To the Editor:
West Tisbury town warrant Article 32 for the Community Preservation Act committee’s (CPC) funding appropriation of $30,000 is for the design and permitting in preparation for dredging the Mill Pond. It is unanimously supported by the West Tisbury CPC committee and is “contingent upon the commitment of $20,000 from private sources to undertake the design and permitting work which is estimated to cost $50,000.” It further defines co-operation with the Mill Brook Watershed Study and that “work will not proceed before additional town meeting action and the completion of both the watershed study and the design and permit process.”
This article is further supported by the West Tisbury Mill Pond Committee. The official report prepared for the town “Final Report Engineering and Environmental Studies for the Mill Pond” by ESS Group on January 16, 2012 is the basis for this support. Best explained by Anna Alley of the committee “The studies will tell you that the pond is in an advanced stage of eutrophication, meaning full of enriched sediment which encourages the growth of vegetation; a process which will only intensify is some of that sediment is not removed.” The report is available on the town website at www.westtisbury-gov – enter Final Report Mill Pond Study in the search. It is well worth the read. We have.
In a letter to the editor published Sept. 26, 2012 (“The Mill Pond decision, a complex, expensive calculus”) Bob Woodruff wrote that loss of ponds like the Mill Pond and others upstream to a shrub swamp habitat would “fail to provide that open water quality so attractive to many water loving vertebrates, including humans. Gone would be the small, intensely wary flocks of teal, ring-necked ducks, and other waterfowl that use these largely secluded ponds in spring and fall passage. Not mention the loss of osprey and kingfisher, that regularly fish the ponds. And the beloved otter would likely be reduced in numbers also. As well as the photographer, the bird watcher, the leaf peeper, and the hunter. So too, we who are destined to endure the annual Christmas Bird Count, for these ponds , when not fully iced, provide rare winter sightings of teal, wood duck, hooded merganser, kingfisher, and other open water foragers.”
It’s true. We’ve seen them all. He goes on to further state that that the sediment is “clearly moving and accumulating in the pond at a rate far greater than we had imagined,” based on silt trap work done by him and Craig Saunders. This was in 2012.
Barbara Day eloquently wrote in her recent Letter to the Editor that the Mill Pond, along with other rare and cherished town sites “proclaims that West Tisbury is not just a pass-through town…it’s a town where people care about their environment – slowing down perhaps, enjoying nature, sharing a pastoral history as well as modern amenities. There is nothing worthwhile that doesn’t need maintenance.” How right she is.

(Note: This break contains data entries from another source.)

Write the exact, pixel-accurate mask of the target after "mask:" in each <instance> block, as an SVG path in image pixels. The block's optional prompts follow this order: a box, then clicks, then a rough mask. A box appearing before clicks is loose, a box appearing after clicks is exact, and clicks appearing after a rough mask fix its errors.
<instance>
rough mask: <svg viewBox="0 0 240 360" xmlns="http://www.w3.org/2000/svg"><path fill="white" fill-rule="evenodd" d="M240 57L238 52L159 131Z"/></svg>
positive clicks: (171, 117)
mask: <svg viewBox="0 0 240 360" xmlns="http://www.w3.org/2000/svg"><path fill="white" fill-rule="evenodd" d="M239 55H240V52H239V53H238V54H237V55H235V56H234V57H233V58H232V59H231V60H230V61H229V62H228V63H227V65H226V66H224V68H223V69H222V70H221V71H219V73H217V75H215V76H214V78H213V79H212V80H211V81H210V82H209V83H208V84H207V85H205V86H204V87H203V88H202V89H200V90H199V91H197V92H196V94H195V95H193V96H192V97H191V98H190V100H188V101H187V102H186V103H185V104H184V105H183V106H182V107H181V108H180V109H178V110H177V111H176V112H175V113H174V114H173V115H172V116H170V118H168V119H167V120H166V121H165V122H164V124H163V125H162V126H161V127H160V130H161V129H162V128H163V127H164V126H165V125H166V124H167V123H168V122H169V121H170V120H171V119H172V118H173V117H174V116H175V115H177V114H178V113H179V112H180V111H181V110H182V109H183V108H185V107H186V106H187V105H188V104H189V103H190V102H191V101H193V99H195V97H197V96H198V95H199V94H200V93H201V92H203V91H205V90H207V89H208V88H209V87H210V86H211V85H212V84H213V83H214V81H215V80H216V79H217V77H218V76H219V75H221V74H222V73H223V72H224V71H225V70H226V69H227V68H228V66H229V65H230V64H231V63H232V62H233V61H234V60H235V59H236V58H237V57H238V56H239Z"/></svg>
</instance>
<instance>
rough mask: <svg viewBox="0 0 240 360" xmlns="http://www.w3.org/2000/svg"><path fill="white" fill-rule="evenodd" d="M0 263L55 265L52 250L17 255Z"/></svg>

In the same way that we maintain and repair our public buildings such as the town hall and the library of late, that we work to conserve vistas like Brandy Brow and preserve historic homes, that we hold and restore properties such as the Field Gallery and the West Tisbury Congregational Church, that numerous families with multi-generational town histories have placed vast acreage into conservation and agriculture in perpetuity, it is time to take care of the historic gateway of our town.
This warrant article calls for the next step in the process of determining what that should be. It is speaks to future contingencies. It speaks to a process that is six years in the making. It speaks to collaboration between the public and private sectors of our town. Anna Alley says it best when she says the time has come for the voters to decide pond or no pond. We support warrant Article 32 and the continuation of the process.
Bill and Selena Roman
West Tisbury
Correction: An earlier version of this letter incorrectly referenced an essay by Nelson Bryant as the source of a quote. In fact, the quote was pulled from a letter dated Sept. 26, 2012 by Bob Woodruff.